Wednesday was not a good day for precious metals, especially for gold, which was caught up in a strong wave of panic selling.
Commodities faced their biggest drop in 11 weeks, led by gold and crude oil, reports Bloomberg. Gold broke through its 200-day moving average ($1,619) this morning for the first time since early 2009.
The Wall Street Journal cites Jon Nadler, senior metals analyst at Kitco Metals, who says a break below the 200-day average usually marks the beginning of a bear market.
Gold is currently trading around $1,575 per ounce. It's a long way from its 52-week high of $1,916.20.
Silver futures, which often shadow gold's moves, closed down 7%, copper lost nearly 5% and palladium sank almost 7%.

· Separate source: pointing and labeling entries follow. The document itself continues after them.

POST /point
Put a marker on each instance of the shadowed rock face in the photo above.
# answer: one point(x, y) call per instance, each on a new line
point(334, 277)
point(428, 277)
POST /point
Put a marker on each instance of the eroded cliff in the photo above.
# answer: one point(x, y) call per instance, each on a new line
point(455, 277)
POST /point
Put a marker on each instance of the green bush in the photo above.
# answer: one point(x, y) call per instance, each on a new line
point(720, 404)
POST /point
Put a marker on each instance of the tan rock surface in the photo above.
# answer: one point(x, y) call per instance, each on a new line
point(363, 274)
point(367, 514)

Explanations – Demand for Liquidity
CNBC reports "the main reason traders cite for the sell-off is the weaker euro and stronger dollar, making dollar denominated metals more expensive to own."
But that's not the full story. After a "less than stellar year" traders are looking for liquidity, and what better to cash in than gold? After all, gold prices have practically soared, but there's heavy uncertainty if it will ever go higher – the motto has become "time to get out while you still can."

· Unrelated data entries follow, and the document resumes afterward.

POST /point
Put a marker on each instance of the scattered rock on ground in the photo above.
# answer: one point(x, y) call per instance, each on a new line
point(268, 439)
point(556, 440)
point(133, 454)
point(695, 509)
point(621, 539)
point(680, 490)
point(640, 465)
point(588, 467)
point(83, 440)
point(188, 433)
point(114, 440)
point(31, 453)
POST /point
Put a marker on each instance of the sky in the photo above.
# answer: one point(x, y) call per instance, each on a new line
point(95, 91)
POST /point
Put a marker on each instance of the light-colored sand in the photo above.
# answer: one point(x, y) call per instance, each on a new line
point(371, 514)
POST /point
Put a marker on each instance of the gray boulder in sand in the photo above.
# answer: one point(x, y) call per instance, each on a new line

Bloomberg explains the dip as a reaction to mounting concerns that "European leaders are failing to stem the region's debt crisis, eroding demand for energy, metal and crops."
"The panic selling started in gold and spread to oil and base metals because investors are disappointed there's not enough being done by central banks globally," said Nic Johnson of Pacific Investment Management in California.
The Banks' Role
CNBC explains that "normally, banks with gold can usually borrow dollars against their gold holdings for less than they can borrow dollars outright. That is not the case right now."

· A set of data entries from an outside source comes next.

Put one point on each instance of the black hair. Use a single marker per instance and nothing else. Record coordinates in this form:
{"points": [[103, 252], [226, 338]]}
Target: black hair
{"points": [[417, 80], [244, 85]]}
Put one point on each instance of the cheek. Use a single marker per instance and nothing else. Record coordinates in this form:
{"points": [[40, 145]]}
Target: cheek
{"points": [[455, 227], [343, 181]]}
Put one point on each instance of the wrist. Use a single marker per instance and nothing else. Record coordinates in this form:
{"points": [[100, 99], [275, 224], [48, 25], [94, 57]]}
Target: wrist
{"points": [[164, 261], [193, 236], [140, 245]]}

As a result, banks are lending gold at a premium to dollar rates. "This causes a negative lease rate, an unusual situation which implies underlying concerns about counterparty risk in the system"
Do you think commodities will continue to fall?
We were curious what sophisticated investors had to say about this new trend.
To find out, we started with a universe of basic materials stocks. To refine the quality of our list we searched for those with significant buying from the "smart money" investors: insider executives and institutional investors.
Institutional investors have access to sophisticated research, while company insiders know more about their companies than any other investors. When these groups of investors buy a stock, it's a signal to take a second look.
The "smart money" seem to think there's more upside to these basic material stocks–do you agree?
List sorted by market cap.
1. Rex Energy Corporation (REXX, Earnings, Analysts, Financials): Operates as an independent oil and gas company in the Appalachian, Illinois, and Denver-Julesburg Basins. Market cap of $602.51M. Net insider purchases over the last six months at 77,325, which represents 0.22% of the company's 34.97M share float. Net institutional shares purchased over the current quarter at 3.7M, which represents 10.58% of the company's share float.
2. Golden Minerals Company (AUMN, Earnings, Analysts, Financials): Engages in the exploration and development of precious metals and other mineral properties in Mexico and South America. Market cap of $195.22M. Net insider purchases over the last six months at 24,500, which represents 0.09% of the company's 28.06M share float. Net institutional shares purchased over the current quarter at 1.3M, which represents 4.63% of the company's share float.
3. Constellation Energy Partners LLC (CEP, Earnings, Analysts, Financials): Engages in the acquisition, development, and production of oil and natural gas properties, as well as related midstream assets. Market cap of $51.11M. Net insider purchases over the last six months at 19,501, which represents 0.14% of the company's 13.46M share float. Net institutional shares purchased over the current quarter at 317.1K, which represents 2.36% of the company's share float.